Plaintiff also alleges that Centro made false statements on the record in the Article 78 proceeding before Judge Roy and that Centro and the Union fraudulently concealed documents "in order to deprive  Plaintiff of his rights under the Collective Bargaining Agreement, Attendance Policy, Pension Benefit Plan, Laws of the State of New York, Laws of the United States of America, and the Plaintiff's right to property and liberty in violation of his rights under the 5th and 14th Amendments of the United States Constitution." Id. ¶¶ 45, 46.
Judicial notice is taken of the following procedural background related to the above referenced Article 78 proceeding by Plaintiff against Centro.
In his amended petition in state court, Plaintiff alleges that Centro's "actions are unconstitutional in that they violate the Due Process and Equal Protection Clauses of the Fourteenth Amendment of the United States Constitution . . . by subjecting [Plaintiff] to a deprivation of property without adequate due process." Ex. C to Aff. of Nathaniel G. Lambright, May 28, 2009, ("Lambright Aff."), Dkt. No. 4-3. In addition, Plaintiff alleged that the Union breached its duty of fair representation. Ultimately, Plaintiff requested an order annulling the decision of the GRB. Thereafter, Judge Roy, finding that the only evidence before him was that "the mediator voted along with the company representatives[,]" ordered that the amended petition be dismissed and that the decision of the GRB is final and binding. See Exs. D and E to Lambright Aff., Dkt. No. 4-4. The Appellate Division, Fourth Department affirmed without opinion. See Thrall, 793 N.Y.S.2d 795, 17 A.D.3d 1026.
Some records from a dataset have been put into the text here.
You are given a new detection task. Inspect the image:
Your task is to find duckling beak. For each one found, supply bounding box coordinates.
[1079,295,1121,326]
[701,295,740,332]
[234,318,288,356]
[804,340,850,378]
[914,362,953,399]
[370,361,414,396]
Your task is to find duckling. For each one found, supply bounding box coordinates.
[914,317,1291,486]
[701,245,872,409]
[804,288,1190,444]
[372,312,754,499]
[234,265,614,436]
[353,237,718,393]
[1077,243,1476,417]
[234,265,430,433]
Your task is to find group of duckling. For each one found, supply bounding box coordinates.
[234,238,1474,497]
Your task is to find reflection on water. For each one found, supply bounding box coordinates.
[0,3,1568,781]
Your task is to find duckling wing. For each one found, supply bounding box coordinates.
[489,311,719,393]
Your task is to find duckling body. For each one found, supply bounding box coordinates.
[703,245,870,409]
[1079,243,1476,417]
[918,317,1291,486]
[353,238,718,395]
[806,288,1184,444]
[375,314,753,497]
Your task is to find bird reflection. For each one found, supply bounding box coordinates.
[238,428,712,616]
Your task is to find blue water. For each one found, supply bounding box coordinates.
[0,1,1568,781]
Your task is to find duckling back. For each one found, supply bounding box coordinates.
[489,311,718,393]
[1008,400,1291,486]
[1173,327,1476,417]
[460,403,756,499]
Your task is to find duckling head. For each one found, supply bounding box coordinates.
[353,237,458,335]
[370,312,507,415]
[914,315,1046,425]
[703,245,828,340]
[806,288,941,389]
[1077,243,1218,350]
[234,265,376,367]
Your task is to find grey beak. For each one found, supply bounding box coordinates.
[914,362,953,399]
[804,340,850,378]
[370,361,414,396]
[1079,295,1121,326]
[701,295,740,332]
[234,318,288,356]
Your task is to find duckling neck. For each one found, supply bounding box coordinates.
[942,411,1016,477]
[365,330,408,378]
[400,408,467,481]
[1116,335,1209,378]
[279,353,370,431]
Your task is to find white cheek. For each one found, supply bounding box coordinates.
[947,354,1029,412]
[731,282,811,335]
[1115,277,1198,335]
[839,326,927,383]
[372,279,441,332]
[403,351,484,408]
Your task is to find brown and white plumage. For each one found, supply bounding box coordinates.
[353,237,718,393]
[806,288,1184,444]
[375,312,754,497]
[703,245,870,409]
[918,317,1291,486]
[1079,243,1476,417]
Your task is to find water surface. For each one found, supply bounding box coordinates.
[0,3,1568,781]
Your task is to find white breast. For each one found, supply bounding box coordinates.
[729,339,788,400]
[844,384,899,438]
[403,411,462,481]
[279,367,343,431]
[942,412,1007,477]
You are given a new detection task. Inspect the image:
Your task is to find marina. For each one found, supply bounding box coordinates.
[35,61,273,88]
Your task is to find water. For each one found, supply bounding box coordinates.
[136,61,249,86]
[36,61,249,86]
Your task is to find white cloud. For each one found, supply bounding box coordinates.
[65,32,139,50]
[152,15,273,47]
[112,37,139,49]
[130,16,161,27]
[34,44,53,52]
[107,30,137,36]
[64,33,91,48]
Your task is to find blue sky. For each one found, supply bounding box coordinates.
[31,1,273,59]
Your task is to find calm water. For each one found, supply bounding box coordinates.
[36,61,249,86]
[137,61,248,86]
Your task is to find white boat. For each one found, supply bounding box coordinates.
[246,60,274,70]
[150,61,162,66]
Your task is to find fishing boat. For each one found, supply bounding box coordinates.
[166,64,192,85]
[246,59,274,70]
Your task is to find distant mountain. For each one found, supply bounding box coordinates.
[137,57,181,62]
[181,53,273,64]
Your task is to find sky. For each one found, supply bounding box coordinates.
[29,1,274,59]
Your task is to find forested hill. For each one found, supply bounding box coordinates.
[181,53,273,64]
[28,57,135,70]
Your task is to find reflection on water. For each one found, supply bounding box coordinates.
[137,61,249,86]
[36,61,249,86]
In June 2009, by Order to Show Cause, Plaintiff moved to vacate Judge Roy's order and judgment. On November 9, 2009, the Honorable James P. Murphy granted Plaintiff's motion and ordered that the prior order and judgment be vacated. See Dkt. No. 61. Judge Murphy found on the record that "Judge Roy decided this case based upon a misrepresented fact or scenario as to how this board would be constituted and also the function of the particular board that sat for [Plaintiff's] case." Id., at 32:18-21. Thereafter, Plaintiff filed a motion for summary judgment. In April 2010, Judge Murphy granted Plaintiff's motion, and ordered that the GRB decision at issue here is annulled, void and of no force and effect. See Dkt. No. 69. An appeal of both the November 9, 2009 and April 19, 2010 Orders is pending before the Appellate Division, Fourth Department.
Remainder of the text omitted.